Greenwave opens kelp nursery in Kodiak to reduce cost for farmers and increase production
KMXT by Davis Hovey - March 3, 2026
Alaska’s newest kelp hatchery recently finished its first growing season in a mobile shipping container in Kodiak. The hatchery aims to help kelp farmers on Kodiak Island boost how much they can grow.
Alaska Board of Fish Charged with Conflict of Interest in Area M Chum Salmon Issue
SeafoodNews by Peggy Parker - March 3, 2026
The Aleutians East Borough and regional tribal governments filed a formal ethics complaint against members of the Alaska Board of Fisheries last week. The complaint was centered on a 4-3 vote that dismantled the Area M adaptive management program aimed at avoiding migrating chum salmon that spawn in the Yukon and Kuskokwim River systems. The complaint calls the program “the most successful in-season salmon conservation program in Alaska history.”

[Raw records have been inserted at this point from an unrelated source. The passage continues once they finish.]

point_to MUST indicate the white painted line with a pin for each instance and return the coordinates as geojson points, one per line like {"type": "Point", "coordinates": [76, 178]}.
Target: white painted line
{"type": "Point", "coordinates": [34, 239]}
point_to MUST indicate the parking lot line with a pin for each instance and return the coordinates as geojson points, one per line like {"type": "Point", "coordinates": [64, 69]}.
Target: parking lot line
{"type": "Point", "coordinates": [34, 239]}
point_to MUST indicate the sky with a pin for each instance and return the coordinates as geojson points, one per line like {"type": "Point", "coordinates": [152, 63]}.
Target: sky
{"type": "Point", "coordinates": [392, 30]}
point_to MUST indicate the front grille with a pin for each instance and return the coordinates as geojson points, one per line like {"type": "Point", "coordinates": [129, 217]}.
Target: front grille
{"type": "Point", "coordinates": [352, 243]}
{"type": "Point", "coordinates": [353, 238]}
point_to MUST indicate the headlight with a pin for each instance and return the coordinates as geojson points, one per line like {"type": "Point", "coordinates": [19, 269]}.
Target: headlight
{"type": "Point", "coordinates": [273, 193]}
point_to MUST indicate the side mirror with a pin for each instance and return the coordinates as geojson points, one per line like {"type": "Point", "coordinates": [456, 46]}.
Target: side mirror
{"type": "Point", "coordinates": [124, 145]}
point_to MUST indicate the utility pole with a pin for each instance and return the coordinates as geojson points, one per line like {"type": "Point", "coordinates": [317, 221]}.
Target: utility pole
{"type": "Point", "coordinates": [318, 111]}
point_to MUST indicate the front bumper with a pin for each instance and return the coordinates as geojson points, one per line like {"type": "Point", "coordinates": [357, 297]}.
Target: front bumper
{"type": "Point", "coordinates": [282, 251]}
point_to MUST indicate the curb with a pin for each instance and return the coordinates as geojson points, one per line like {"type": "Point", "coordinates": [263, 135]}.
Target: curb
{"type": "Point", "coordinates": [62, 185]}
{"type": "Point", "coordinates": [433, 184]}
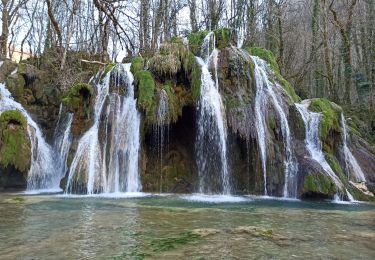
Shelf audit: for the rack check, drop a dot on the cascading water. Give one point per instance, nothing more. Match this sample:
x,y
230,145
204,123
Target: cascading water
x,y
264,87
63,138
352,166
44,173
110,166
211,133
159,129
313,144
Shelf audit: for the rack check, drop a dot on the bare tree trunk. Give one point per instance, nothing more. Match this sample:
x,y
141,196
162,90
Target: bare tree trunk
x,y
4,29
345,32
332,92
54,22
193,15
70,29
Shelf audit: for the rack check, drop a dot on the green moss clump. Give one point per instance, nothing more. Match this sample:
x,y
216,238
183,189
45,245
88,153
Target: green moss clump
x,y
194,72
178,97
196,40
223,38
146,93
265,55
271,60
165,65
331,116
336,167
16,85
15,147
319,183
79,95
137,65
359,195
107,69
13,116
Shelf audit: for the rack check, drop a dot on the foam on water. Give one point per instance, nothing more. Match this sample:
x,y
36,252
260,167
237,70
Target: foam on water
x,y
198,197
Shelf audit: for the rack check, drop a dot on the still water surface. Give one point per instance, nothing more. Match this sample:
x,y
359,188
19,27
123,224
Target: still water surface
x,y
180,227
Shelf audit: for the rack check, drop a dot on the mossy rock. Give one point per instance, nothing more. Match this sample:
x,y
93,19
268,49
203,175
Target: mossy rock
x,y
79,96
318,184
265,55
271,60
336,167
331,116
165,65
6,69
194,72
178,97
359,195
137,64
146,93
196,40
16,85
222,38
15,147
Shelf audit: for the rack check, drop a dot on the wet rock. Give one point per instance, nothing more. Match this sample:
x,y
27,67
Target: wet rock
x,y
15,150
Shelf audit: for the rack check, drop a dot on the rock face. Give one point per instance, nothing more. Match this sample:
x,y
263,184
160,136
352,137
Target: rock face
x,y
15,150
167,89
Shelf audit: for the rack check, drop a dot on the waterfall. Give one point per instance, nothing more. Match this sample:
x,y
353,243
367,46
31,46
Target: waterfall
x,y
313,143
110,165
63,138
265,89
44,173
159,129
211,144
351,163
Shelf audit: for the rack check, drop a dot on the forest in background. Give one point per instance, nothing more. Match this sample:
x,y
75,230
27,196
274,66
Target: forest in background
x,y
325,48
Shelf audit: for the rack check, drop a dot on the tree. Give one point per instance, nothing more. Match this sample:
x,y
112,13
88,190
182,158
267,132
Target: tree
x,y
9,11
345,28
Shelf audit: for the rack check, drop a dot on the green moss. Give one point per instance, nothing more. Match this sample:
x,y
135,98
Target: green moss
x,y
176,39
222,37
271,60
164,65
137,65
265,55
146,93
15,146
178,97
79,95
196,40
107,69
319,183
165,244
331,116
18,199
16,85
359,195
272,122
13,115
336,167
194,72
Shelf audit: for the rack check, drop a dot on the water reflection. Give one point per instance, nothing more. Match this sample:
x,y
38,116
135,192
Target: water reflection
x,y
166,228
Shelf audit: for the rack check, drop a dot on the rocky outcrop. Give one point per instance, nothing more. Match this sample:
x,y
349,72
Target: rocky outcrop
x,y
15,150
170,165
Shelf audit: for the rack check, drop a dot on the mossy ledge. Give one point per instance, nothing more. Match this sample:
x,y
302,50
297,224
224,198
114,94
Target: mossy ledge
x,y
271,60
15,147
137,64
146,93
331,114
318,185
77,96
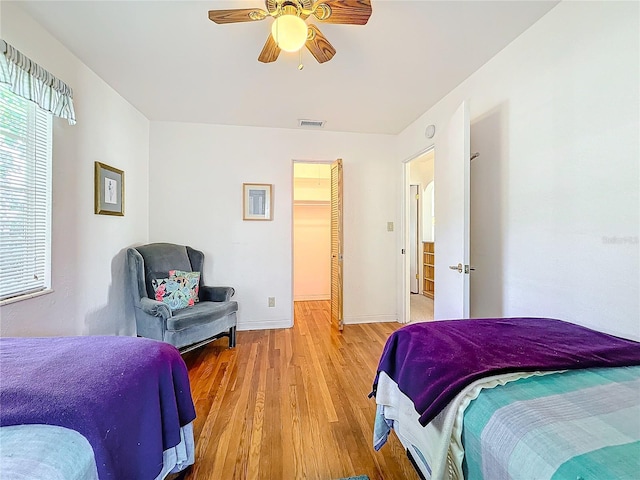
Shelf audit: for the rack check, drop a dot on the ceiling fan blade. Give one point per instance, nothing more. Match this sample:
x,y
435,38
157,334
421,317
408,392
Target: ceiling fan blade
x,y
270,51
319,46
237,15
350,12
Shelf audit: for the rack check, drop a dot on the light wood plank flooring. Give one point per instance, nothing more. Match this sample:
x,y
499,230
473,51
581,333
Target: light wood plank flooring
x,y
292,403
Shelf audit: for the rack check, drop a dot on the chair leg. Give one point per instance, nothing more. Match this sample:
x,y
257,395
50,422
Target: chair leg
x,y
232,337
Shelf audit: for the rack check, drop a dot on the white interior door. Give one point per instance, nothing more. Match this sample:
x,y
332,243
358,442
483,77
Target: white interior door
x,y
413,238
451,179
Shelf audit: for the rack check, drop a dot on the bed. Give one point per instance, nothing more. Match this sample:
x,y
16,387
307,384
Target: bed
x,y
93,407
509,398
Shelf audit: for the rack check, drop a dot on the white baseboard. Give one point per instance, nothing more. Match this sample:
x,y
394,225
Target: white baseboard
x,y
265,324
370,319
305,298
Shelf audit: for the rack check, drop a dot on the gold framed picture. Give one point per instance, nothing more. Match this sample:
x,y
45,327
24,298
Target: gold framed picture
x,y
109,194
257,201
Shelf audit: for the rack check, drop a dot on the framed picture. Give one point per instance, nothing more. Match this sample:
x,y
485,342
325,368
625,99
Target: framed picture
x,y
257,201
109,185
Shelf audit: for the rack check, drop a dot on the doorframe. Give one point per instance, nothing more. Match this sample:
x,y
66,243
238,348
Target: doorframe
x,y
405,287
293,162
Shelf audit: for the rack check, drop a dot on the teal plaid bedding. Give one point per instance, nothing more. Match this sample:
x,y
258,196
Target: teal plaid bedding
x,y
576,425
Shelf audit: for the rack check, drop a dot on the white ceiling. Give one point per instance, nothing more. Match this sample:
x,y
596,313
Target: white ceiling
x,y
172,63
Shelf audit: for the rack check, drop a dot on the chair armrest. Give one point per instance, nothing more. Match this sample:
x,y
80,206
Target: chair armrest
x,y
155,308
216,294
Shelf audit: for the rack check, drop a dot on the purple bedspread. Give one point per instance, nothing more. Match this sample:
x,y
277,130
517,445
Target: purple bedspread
x,y
432,362
128,396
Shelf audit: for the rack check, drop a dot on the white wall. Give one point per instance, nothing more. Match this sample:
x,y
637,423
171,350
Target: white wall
x,y
558,113
195,189
87,249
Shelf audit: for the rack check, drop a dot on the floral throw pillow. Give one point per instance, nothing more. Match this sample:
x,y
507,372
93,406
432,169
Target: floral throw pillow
x,y
189,280
178,291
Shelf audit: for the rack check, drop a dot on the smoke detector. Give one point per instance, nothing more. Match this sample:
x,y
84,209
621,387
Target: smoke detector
x,y
311,123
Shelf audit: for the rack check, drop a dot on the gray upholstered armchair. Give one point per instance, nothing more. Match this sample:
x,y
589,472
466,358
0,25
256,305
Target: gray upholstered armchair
x,y
210,315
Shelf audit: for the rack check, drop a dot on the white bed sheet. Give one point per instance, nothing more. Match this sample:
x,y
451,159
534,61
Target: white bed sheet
x,y
436,448
37,452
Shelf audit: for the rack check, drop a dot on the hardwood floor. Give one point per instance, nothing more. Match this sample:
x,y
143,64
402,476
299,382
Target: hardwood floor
x,y
292,403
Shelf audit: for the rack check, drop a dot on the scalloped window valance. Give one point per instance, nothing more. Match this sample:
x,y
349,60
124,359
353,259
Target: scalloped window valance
x,y
29,80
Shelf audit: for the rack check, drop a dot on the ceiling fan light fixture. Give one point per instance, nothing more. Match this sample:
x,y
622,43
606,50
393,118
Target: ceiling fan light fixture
x,y
289,32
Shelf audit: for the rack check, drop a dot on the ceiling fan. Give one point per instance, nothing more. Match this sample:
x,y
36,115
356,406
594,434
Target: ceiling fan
x,y
290,32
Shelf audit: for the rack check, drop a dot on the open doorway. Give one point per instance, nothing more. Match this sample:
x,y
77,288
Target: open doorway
x,y
311,231
419,174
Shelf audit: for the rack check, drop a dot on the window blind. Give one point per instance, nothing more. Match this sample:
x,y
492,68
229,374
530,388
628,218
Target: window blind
x,y
25,196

The vote was taken at the February 18-25, 2026, Board of Fisheries meeting in Anchorage. It was decided by a single vote cast by Board Member Curtis Chamberlain, an attorney at Calista Corporation, which has publicly advocated for further restrictions and even complete closure of Area M fisheries for years.
Two formal conflict of interest complaints document Chamberlain’s prior public advocacy, his employer’s institutional positions, and a materially false statement made on the record (entered into the meeting record as RC004 and RC139.) After the Board Chair, Marit Carlson VanDort, failed to acknowledge the conflict of interest, which is substantiated by Alaska statute, a formal complaint was filed with the Alaska Attorney General’s office.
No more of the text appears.